From Essentials of Spontaneous Prose by Jack Kerouac

"Center of Interest: Begin not from preconceived idea of what to say about image but from the jewel center of interest in subject of image at the moment of writing, and write outwards swimming in sea of language to peripheral release and exhaustion-Do not afterthink except for poetic or P.S. reasons. Never afterthink to "improve" or defray impressions, as, the best writing is always the most painful personal-wrung out tossed from the cradle warm protective mind-tap from yourself the song of yourself, blow!-now! your way is the only way-"good' -or "bad"-always honest, (ludicrous) spontaneous, "confessional" interesting, because not "crafted." Craft is craft."

It is not a stretch of my imagination to hear Albert Ayler independently and simultaneously inventing this same thought, applying it to sound. These very sentiments certainly inform a great deal of my process other than preparation. In particular the way I act on standards in the Matthew Shipp Trio and how I conceive form when it is not a given.

Form: for several decades now popular discussions concerning form have at their core some moral high ground, both sides claiming sanctity... there is none, there is no moral component to form whatsoever or even the lack there of, this was never an interesting avenue and certainly has no relevance.

Artists in other areas have inspired me regarding form. Let's take a look at the painter Jacob Lawrence the world claimed him as an expressionist, he experienced his form as dynamic cubism. Here again is a phrase that simply stopped me in my tracks. What could be a more defined form than a cube? It is solid and static. Dynamic, used as an adjective, defined by Dictionary (version 2.2.1): "(of a process or system) characterized by constant change, activity, or progress; (of a person) positive in attitude and full of energy and new ideas; Physics of or relating to forces producing motion. Often contrasted with static." I would add dynamic also implies a flow, somehow liquid.

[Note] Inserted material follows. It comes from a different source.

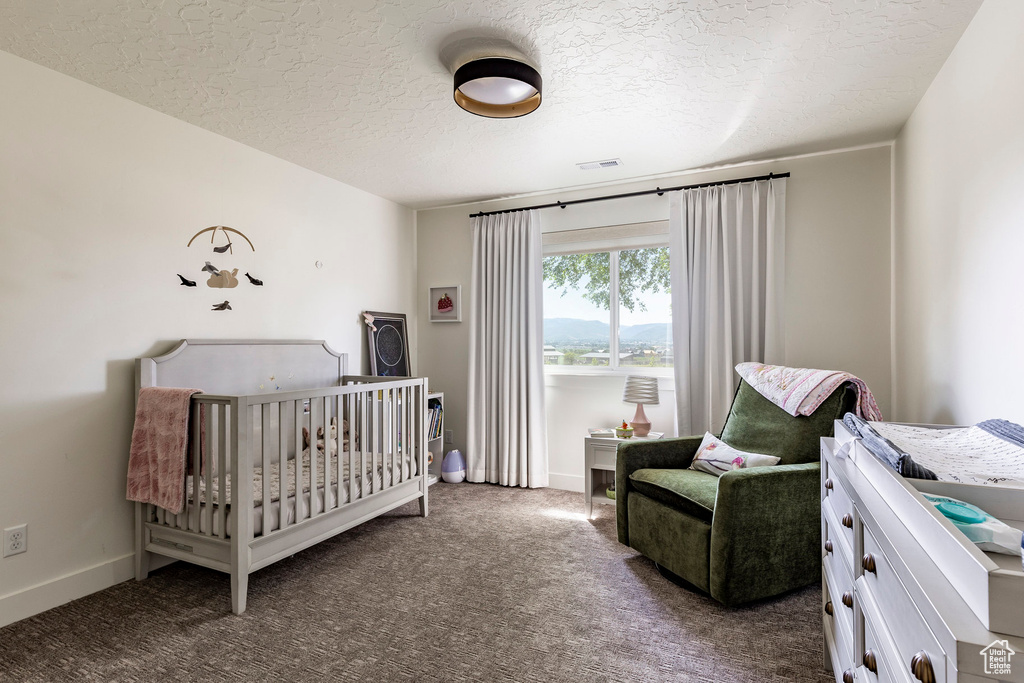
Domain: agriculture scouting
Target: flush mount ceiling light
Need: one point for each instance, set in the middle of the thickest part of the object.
(498, 87)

It is absolutely genius that Jacob Lawrence could not only conceive of a style based on seemingly opposing concepts but could act on it in such a spectacularly realized manner.

An artist working in sound should take note.

Although I have notes for several other areas this particular system seems complete.

These recordings were chosen for their relevance and to give the listener context within the breadth of my recorded chronology: Matthew Shipp Trio, Root of Things (Relative Pitch Records); Floating Ice, Michael Bisio/Matthew Shipp (Relative Pitch); Matthew Shipp Art of the Improviser (Thirsty Ear); Brian Groder, Reflexology (Latham Records); Ivo Perelman, The Other Edge (Leo); Blood Trio Understory (Not Two Records); My Brother, Gary Hassay/Michael Bisio (Konnex); Zebulon, Duets with Joe McPhee (CIMP) Travel Music (MJB); 2011 Undulations (Omnitone); Bob Nell Trio, Soft and Bronze (Plechmo); In Seattle (Silkheart).